August Zeune, who named the peninsula, consistently held to his conviction in 1808: “The Balkan Peninsula is separated from the rest of Europe in the north by the long mountain range of the Balkan Mountains, or the former Albanus, Skradus, Hemus, which adjoins the Alps in the northwest via of the small Istrian peninsula, while towards the east it disappears into the Black Sea in two branches.”
Although the name Balkan was increasingly entering the vocabulary of observers and commentators, few of them knew its exact meaning. The word Balkan is associated with a mountain: in most Ottoman and Turkish dictionaries it has the meaning of a mountain or a mountain range, in some it is defined as a wooded mountain, and in others as a passage through densely wooded Rocky Mountains; the word balkanlik also means a densely forested and rugged zone.
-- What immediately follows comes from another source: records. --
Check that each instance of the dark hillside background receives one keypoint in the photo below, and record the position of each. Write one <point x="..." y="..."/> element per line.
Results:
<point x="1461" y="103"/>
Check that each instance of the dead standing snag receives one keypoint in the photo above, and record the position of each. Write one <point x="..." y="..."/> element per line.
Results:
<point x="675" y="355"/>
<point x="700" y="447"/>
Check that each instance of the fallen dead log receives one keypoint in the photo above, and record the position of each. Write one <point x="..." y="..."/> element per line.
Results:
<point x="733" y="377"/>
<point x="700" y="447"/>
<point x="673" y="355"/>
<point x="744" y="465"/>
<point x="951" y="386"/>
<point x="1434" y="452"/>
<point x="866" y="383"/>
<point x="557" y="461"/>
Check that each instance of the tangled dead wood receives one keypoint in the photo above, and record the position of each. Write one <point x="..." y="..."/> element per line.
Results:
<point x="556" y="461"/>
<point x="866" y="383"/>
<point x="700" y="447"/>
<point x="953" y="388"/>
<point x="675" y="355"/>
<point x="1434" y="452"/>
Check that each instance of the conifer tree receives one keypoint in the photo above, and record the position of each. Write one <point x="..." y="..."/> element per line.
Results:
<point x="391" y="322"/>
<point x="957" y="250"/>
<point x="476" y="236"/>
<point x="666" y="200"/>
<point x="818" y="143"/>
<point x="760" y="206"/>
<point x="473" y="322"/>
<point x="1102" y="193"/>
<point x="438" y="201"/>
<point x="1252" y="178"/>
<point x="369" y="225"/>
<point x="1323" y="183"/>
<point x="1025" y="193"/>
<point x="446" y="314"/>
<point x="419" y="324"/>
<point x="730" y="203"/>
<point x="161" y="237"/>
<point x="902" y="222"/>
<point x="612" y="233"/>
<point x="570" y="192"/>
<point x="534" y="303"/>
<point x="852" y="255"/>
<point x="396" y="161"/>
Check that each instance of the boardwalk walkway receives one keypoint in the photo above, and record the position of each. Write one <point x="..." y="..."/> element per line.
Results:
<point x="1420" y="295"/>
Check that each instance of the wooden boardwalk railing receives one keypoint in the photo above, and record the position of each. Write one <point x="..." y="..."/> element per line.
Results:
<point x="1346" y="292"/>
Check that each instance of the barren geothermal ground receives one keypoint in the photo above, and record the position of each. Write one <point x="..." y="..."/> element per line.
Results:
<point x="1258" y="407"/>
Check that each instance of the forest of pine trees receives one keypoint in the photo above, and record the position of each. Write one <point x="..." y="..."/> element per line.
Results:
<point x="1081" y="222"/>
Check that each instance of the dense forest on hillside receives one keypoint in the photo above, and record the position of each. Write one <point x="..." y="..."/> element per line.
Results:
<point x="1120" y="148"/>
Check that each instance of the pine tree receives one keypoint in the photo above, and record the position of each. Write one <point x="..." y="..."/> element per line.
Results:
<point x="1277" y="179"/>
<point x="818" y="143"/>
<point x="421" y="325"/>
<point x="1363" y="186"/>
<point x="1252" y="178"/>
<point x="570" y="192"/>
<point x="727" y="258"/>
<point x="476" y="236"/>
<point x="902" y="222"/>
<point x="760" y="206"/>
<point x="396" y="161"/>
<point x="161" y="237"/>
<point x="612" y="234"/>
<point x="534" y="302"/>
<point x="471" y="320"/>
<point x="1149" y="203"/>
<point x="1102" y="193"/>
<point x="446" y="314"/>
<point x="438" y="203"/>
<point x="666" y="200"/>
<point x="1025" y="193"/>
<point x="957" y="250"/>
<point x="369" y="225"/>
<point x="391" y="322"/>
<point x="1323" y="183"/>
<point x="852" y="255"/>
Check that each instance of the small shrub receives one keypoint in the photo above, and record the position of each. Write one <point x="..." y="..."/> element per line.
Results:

According to Halil Inalcik, the Ottoman Turks first used the word Balkan in Rumelia in its general meaning of mountain, using additional names or to define it geographically. Thus, the word Emine-Balkan denoted the easternmost slopes of the Balkan Range that descend towards the Black Sea. The combination Emine-Balkan is a literal Ottoman translation of the word “Hemus-Mountain”: from the Byzantine “Aimos”, “Emmon” and “Emmona” the Ottoman Turks also derived the word “Emine”.
In the middle of the 19th century, many authors began to apply the name Balkan to the entire peninsula without any desire to challenge the primacy of earlier names that reminded of its ancient or medieval past: “Hellenic”, “Illyrian”, “Dardan”; “Roman”, “Byzantine”, “Thracian”. Until the Congress of Berlin in 1878, the most common designations referred to the presence of the Ottoman Empire on the peninsula: “European Turkey”, “Turkey in Europe”, “European Ottoman Empire”, “European Levant”; “Oriental Peninsula”. Ethical labels were increasingly used: “Greek peninsula”, “Slovenian-Greek peninsula”, “South Slavic peninsula”. And within that region itself, the “Balkans” was not the most common geographical self-determination. For the Ottoman rulers it was “Rum-eli”, literally “the land of the Romans”, i.e. the land of the Greeks, “Rumeli-i-sahane” (Imperial Rumelia), “Avrupa-i-Osmani” (Ottoman Europe).